Mme Dupuis possède 15 hectares de terre à Saint-Antoine-de-Tilly, près de Québec. La totalité de sa propriété est sous le coup d’un permis gazier. Depuis des années, elle refuse d’ouvrir sa porte aux compagnies qui lorgnent son sous-sol.

Mais Québec a déposé mercredi quatre projets de règlements qui autorisent les forages pétroliers et gaziers à 150 mètres de sa maison.

Eau potable

Et Irène Dupuis n’est pas seule puisque toute la vallée du Saint-Laurent est sous le coup de permis de recherche d’hydrocarbures, y compris Brossard, Terrebonne, Trois-Rivières et Lévis. Toute la Gaspésie est aussi concernée.
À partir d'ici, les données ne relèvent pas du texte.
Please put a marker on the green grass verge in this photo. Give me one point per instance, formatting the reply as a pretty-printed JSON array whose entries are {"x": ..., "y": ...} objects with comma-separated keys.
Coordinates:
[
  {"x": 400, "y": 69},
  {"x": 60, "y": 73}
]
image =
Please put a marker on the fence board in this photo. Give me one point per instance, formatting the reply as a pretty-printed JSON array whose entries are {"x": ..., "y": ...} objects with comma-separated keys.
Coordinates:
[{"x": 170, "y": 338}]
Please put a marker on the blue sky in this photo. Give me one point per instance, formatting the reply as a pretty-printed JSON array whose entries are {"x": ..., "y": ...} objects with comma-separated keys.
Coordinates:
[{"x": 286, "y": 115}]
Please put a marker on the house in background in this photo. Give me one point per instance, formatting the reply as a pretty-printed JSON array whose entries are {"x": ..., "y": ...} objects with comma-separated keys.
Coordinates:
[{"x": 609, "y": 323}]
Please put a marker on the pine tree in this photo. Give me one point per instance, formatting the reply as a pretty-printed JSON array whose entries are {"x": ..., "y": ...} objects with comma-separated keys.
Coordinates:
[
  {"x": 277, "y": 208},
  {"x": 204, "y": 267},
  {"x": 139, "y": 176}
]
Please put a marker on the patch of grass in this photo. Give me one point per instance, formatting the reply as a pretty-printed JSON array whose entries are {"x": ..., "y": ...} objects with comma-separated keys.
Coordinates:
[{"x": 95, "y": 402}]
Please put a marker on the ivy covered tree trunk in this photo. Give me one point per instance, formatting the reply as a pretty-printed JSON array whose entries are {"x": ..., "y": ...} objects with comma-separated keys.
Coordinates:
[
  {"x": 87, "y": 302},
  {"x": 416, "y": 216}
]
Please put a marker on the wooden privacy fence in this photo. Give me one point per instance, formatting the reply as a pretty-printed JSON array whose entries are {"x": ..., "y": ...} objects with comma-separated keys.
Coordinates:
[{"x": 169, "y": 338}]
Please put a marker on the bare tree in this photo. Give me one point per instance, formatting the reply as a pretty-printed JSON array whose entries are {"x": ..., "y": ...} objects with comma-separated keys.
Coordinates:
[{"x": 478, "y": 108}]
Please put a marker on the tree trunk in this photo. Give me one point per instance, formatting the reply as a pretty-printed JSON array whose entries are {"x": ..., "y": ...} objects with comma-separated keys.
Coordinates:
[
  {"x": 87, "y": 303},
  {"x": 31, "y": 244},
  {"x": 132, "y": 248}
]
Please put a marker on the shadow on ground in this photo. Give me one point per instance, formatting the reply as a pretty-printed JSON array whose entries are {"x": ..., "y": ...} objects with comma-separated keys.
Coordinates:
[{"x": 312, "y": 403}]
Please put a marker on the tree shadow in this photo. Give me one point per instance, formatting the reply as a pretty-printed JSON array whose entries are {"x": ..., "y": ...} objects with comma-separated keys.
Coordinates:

Citoyens et élus sont particulièrement inquiets des risques que pose la fracturation hydraulique sur l’eau potable. Pour protéger leurs sources, près de 300 municipalités ont réclamé une dérogation au gouvernement, en vain.

« On a tous des puits artésiens ici, on n’a pas d’aqueduc. Si la nappe phréatique est contaminée, qu’est-ce qu’on va faire ? » demande Pierre Bluteau qui vit non loin d’un puits déjà foré à Saint-Antoine-de-Lotbinière.

Fracturation hydraulique

Plusieurs études menées au Wyoming, par l’Université Duke, celle de Stanford et l’Agence américaine de protection de l’environnement, notamment, font un lien direct entre l’extraction de gaz de schiste par fracturation hydraulique et la baisse de la qualité de l’eau dans la région.

La fracturation hydraulique repose sur l’injection à haute pression d’un cocktail d’eau, de sable et de produits chimiques pour permettre l’extraction de gaz et de pétrole.

Cette technique est interdite dans plusieurs pays, dont l’Allemagne et la France, compte tenu des risques pour la santé et l’environnement. Mais « il n’y a rien dans les règlements de Québec qui exclut la fracturation », se désole M.Bluteau.

« C’est très très grave, les citoyens ont le droit à leur eau potable et on est en train de se faire voler ça », lance Mme Dupuis.